Druid Hill Tennis Protest
Backstory and Context
Throughout the 40’s inequality, discrimination, hatred, racism, maltreatment, and injustice were day-to-day characteristics; these deeply-rooted essences encompassed the lives of African Americans. Disgusted and dissatisfied, the Young Progressives of Maryland decided to call to action a plan that would set the tone for the degree of uncontainable anger they felt. They staged an interracial tennis match that was to be held at Druid Hill Park in Baltimore, Maryland. “When the Park first opened in 1860, recreation facilities such as pools and tennis courts were racially segregated. This practice was finally challenged on July 11, 1948, when 24 black tennis players, protesting the City's discriminatory policies, were arrested for playing on the park's "white-only" tennis courts.”

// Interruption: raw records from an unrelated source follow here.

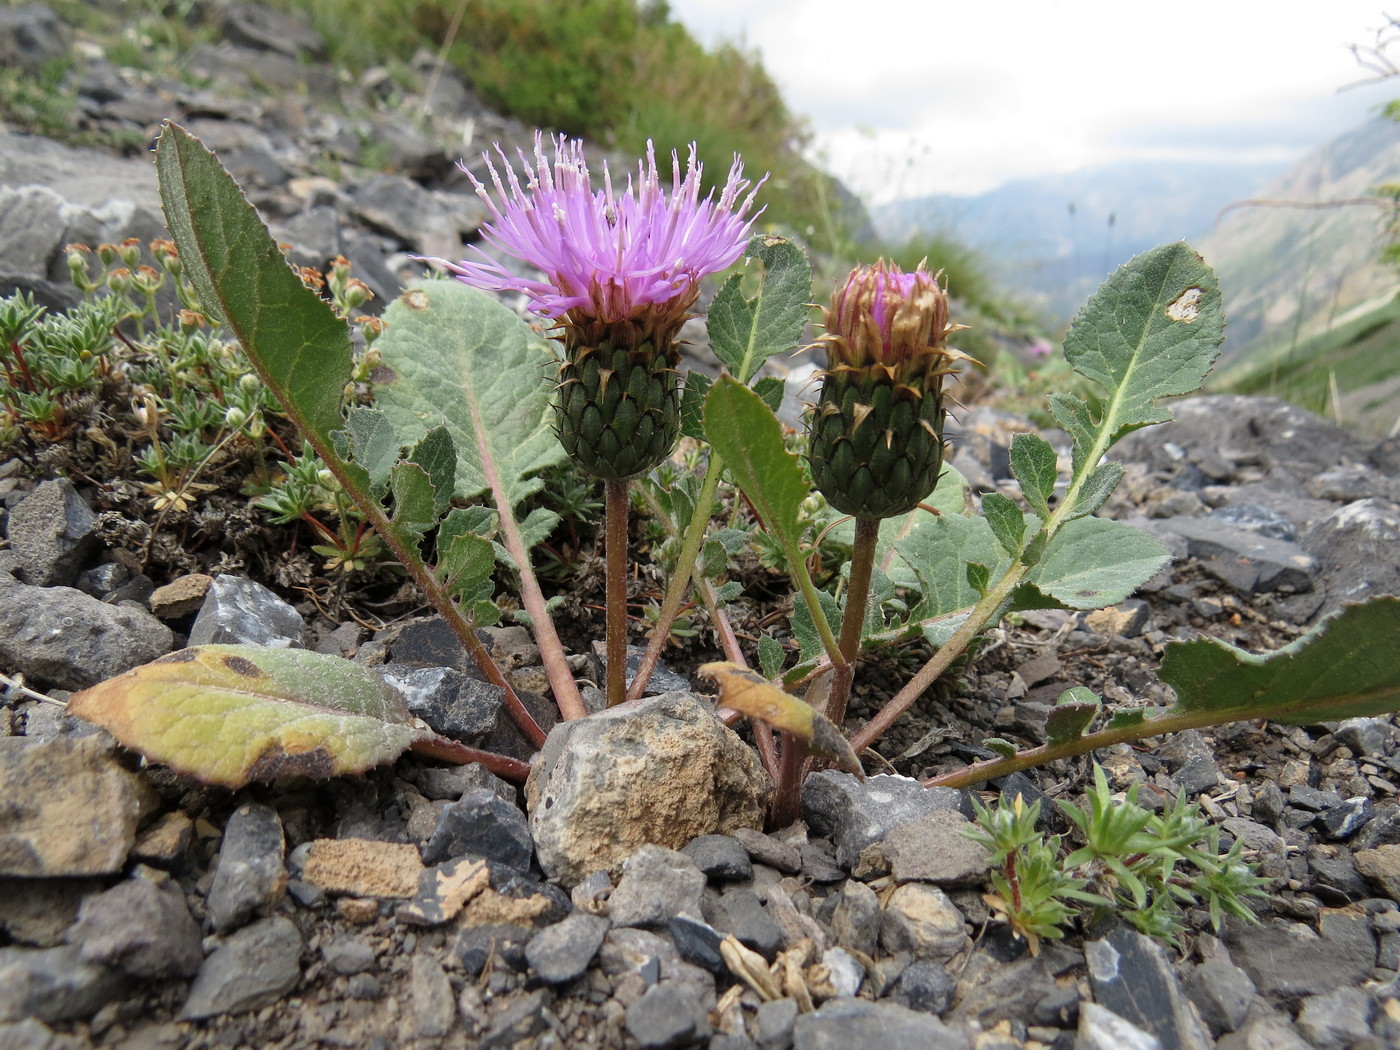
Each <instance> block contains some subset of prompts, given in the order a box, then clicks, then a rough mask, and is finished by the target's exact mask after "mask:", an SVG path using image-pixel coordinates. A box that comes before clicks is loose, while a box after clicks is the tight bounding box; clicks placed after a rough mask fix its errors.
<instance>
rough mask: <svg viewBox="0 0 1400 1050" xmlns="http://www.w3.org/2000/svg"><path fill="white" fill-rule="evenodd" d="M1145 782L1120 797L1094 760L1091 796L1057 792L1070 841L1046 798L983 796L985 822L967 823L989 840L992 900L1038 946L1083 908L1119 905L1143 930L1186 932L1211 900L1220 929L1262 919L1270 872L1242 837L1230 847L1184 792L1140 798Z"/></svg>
mask: <svg viewBox="0 0 1400 1050" xmlns="http://www.w3.org/2000/svg"><path fill="white" fill-rule="evenodd" d="M1137 795H1138V785H1137V784H1134V785H1133V787H1130V788H1128V790H1127V792H1126V794H1124V795H1123V798H1114V797H1113V792H1112V791H1110V790H1109V783H1107V777H1106V776H1105V774H1103V769H1102V767H1100V766H1099V764H1098V763H1095V766H1093V787H1092V788H1089V790H1088V791H1086V792H1085V801H1086V805H1084V806H1079V805H1075V804H1074V802H1065V801H1057V802H1056V805H1058V806H1060V811H1061V812H1063V813H1064V815H1065V816H1067V818H1068V819H1070V822H1071V823H1072V825H1074V827H1075V834H1074V837H1075V841H1081V843H1082V844H1081V846H1078V848H1074V850H1070V851H1067V850H1065V847H1064V844H1063V840H1061V836H1057V834H1050V836H1047V834H1043V833H1042V832H1040V830H1039V829H1037V825H1039V822H1040V802H1039V801H1037V802H1032V804H1030V805H1026V804H1025V801H1023V799H1022V798H1021V795H1016V798H1015V801H1014V802H1009V804H1002V805H1000V806H997V808H995V809H991V808H988V806H987V805H984V804H983V802H981V801H980V799H977V798H976V797H974V798H973V806H974V809H976V811H977V822H976V825H973V826H970V827H967V829H965V830H963V834H966V836H967V837H969V839H972V840H973V841H976V843H980V844H981V846H984V847H986V848H987V850H988V854H990V855H988V858H987V862H988V865H990V868H991V883H993V893H990V895H987V903H988V904H990V906H991V907H993V909H994V910H995V913H997V916H998V917H1001V918H1002V920H1004V921H1007V923H1008V924H1009V925H1011V928H1012V930H1014V931H1015V932H1016V934H1019V935H1021V937H1023V938H1026V941H1028V942H1029V944H1030V948H1032V951H1033V952H1035V951H1037V949H1039V942H1040V941H1042V939H1058V938H1061V937H1064V931H1065V927H1067V925H1068V924H1070V923H1071V921H1072V920H1075V918H1077V917H1086V918H1088V920H1089V921H1093V920H1096V918H1099V917H1103V916H1105V914H1113V916H1117V917H1119V918H1123V920H1124V921H1127V923H1130V924H1131V925H1134V927H1137V928H1138V930H1140V931H1141V932H1144V934H1148V935H1149V937H1156V938H1161V939H1165V941H1170V942H1173V944H1175V942H1177V941H1179V939H1180V937H1182V935H1183V934H1184V932H1186V921H1184V911H1186V909H1193V907H1204V909H1205V910H1207V911H1208V914H1210V920H1211V925H1212V928H1214V930H1217V931H1219V928H1221V923H1222V921H1224V918H1225V916H1228V914H1229V916H1235V917H1238V918H1243V920H1246V921H1253V918H1254V913H1253V910H1252V909H1250V906H1249V899H1250V897H1263V896H1266V895H1264V889H1263V886H1264V885H1267V882H1268V881H1267V879H1264V878H1261V876H1260V875H1257V872H1256V867H1254V865H1253V864H1250V862H1249V861H1246V860H1245V858H1243V846H1242V844H1240V843H1239V841H1235V843H1233V844H1232V846H1231V848H1229V850H1228V851H1225V853H1221V848H1219V829H1218V827H1214V826H1211V825H1210V822H1208V820H1207V819H1205V816H1204V815H1203V813H1201V809H1200V806H1198V805H1196V804H1193V802H1187V799H1186V795H1184V792H1183V794H1179V795H1177V797H1176V799H1175V801H1173V802H1172V804H1170V805H1169V806H1166V808H1165V809H1163V811H1162V812H1161V813H1154V812H1151V811H1149V809H1145V808H1142V806H1141V805H1138V801H1137Z"/></svg>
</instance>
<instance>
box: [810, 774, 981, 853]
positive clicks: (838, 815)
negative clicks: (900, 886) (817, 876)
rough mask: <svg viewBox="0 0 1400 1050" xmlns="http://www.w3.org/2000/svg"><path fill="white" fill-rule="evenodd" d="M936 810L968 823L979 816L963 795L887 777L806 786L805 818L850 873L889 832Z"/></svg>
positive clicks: (828, 776)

Royal Weaver and his fellow tennis players decided to play this match with aspirations to bring segregation to a halt; for they believed that they should have equal treatment to be able to play on integrated courts. “Any number of events in which African-Americans pressed for equal treatment after slavery could be called the beginning of the civil rights movement.” The actions of the tennis players exemplify one of numerous endeavors to finally reach racial equality. Bravery along with ceaseless efforts played a huge role leading into the Civil Rights Movement.
The change that Weaver and his associates desired wouldn’t come until after the Brown decision; however, the efforts of every event that demanded equality managed a step toward justice.24 of the players were arrested during this tennis match protest; 4 African Americans were charged with disorderly conduct; and 7 white activists were charged with conspiracy. “In response, an interracial group of Marylanders sued demanding an end to racial segregation in city sponsored sports and recreation. This case followed the important victory in the case Shelley v. Kraemer (1948) in which the Supreme Court ruled that racially restrictive housing covenants were unenforceable under the law.” Baltimore’s tennis revolt demonstrates that the advocates were already fully-engaged in the journey to end segregation.